SEGRETERIE PROVINCIALI di RAGUSA

Il mondo della scuola incontra l’assessore regionale all’Istruzione e alla Formazione Professionale  Bruno Marziano

Lunedì 28 agosto 2017 ore 11:00
Aula magna
Liceo Scientifico “Enrico Fermi”
Viale Europa - Ragusa

A seguito dell’impegno assunto dalla Regione di farsi portavoce di una richiesta urgente per la convocazione di un tavolo nazionale sulla scuola siciliana, quasi a ridosso dell’avvio delle lezioni, ad operazioni di mobilità annuale ampiamente avviate, abbiamo chiesto all’assessore Bruno Marziano di ascoltare il mondo della scuola e di farsi portavoce del grave disagio in cui verte.

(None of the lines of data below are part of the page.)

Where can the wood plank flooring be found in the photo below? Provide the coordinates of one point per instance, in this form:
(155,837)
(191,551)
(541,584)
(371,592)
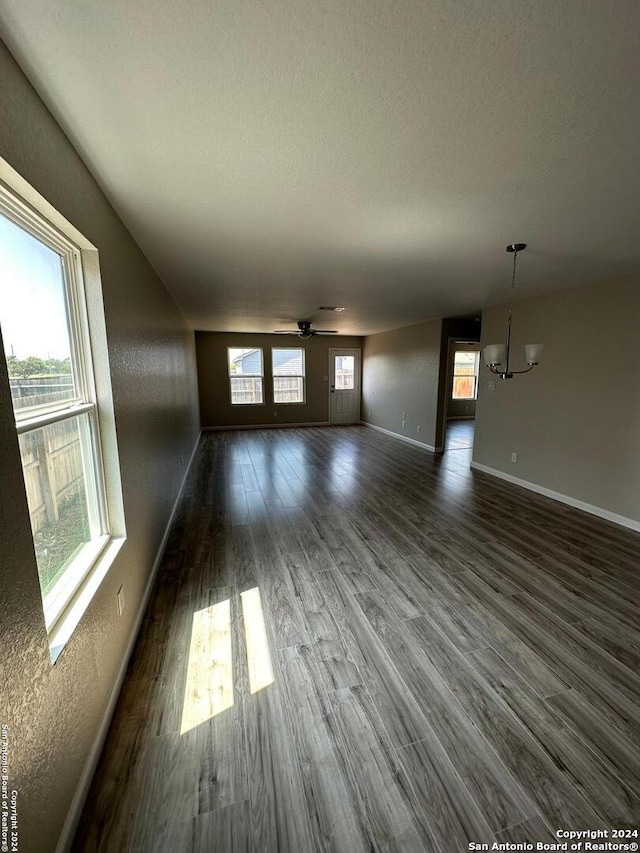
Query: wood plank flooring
(432,658)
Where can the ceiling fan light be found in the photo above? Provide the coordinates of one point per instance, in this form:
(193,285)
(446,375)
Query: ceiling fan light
(493,354)
(533,353)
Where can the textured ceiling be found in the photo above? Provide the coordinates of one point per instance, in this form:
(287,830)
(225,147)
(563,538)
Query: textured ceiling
(273,156)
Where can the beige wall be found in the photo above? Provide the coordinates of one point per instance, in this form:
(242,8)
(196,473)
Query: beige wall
(54,713)
(574,420)
(213,379)
(401,374)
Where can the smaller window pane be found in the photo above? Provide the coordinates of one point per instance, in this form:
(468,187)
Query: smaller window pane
(465,375)
(33,316)
(60,476)
(245,362)
(288,389)
(246,390)
(345,372)
(288,374)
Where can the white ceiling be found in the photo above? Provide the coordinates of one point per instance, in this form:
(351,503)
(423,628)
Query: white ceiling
(270,156)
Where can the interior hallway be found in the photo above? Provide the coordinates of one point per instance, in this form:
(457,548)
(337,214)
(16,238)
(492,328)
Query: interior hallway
(453,659)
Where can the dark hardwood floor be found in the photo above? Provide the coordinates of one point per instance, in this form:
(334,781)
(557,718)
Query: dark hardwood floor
(354,645)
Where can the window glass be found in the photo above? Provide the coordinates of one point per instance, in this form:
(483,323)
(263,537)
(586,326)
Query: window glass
(46,341)
(246,375)
(288,374)
(344,370)
(57,462)
(36,334)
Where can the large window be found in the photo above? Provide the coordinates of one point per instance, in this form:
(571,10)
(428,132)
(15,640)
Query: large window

“Abbiamo più volte segnalato la necessità strutturale dello sviluppo del Mezzogiorno come motore del Paese, di adeguati investimenti in istruzione e ricerca a partire dal tempo pieno (più strutture, più docenti, più personale ATA);  

“Abbiamo ribadito la necessità di dare stabilità al personale di sostegno per garantire l’efficacia dell’integrazione in un territorio quasi completamente privo di ulteriori servizi (ampliamento dell’organico di diritto in funzione degli effettivi posti in deroga, per le immissioni in ruolo e per la mobilità);

“Abbiamo evidenziato come sia incomprensibile non garantire assunzioni stabili e continuità della prestazione lavorativa a un precariato con elevata formazione intellettuale, condannato ad ingrossare le fila delle sproporzionate percentuali della disoccupazione giovanile siciliana”.

Confidiamo nella lungimiranza dei decisori politici e della ministra Fedeli, affinché si possa avviare un dialogo per affrontare concretamente le esigenze dell’utenza unitamente alle legittime aspettative del personale.

Si apra subito un confronto in cui si provi, con urgenza, a dare alcune risposte all’esigenza di qualità nella scuola siciliana, a partire dall’utilizzo del personale esiliato da incomprensibili algoritmi”.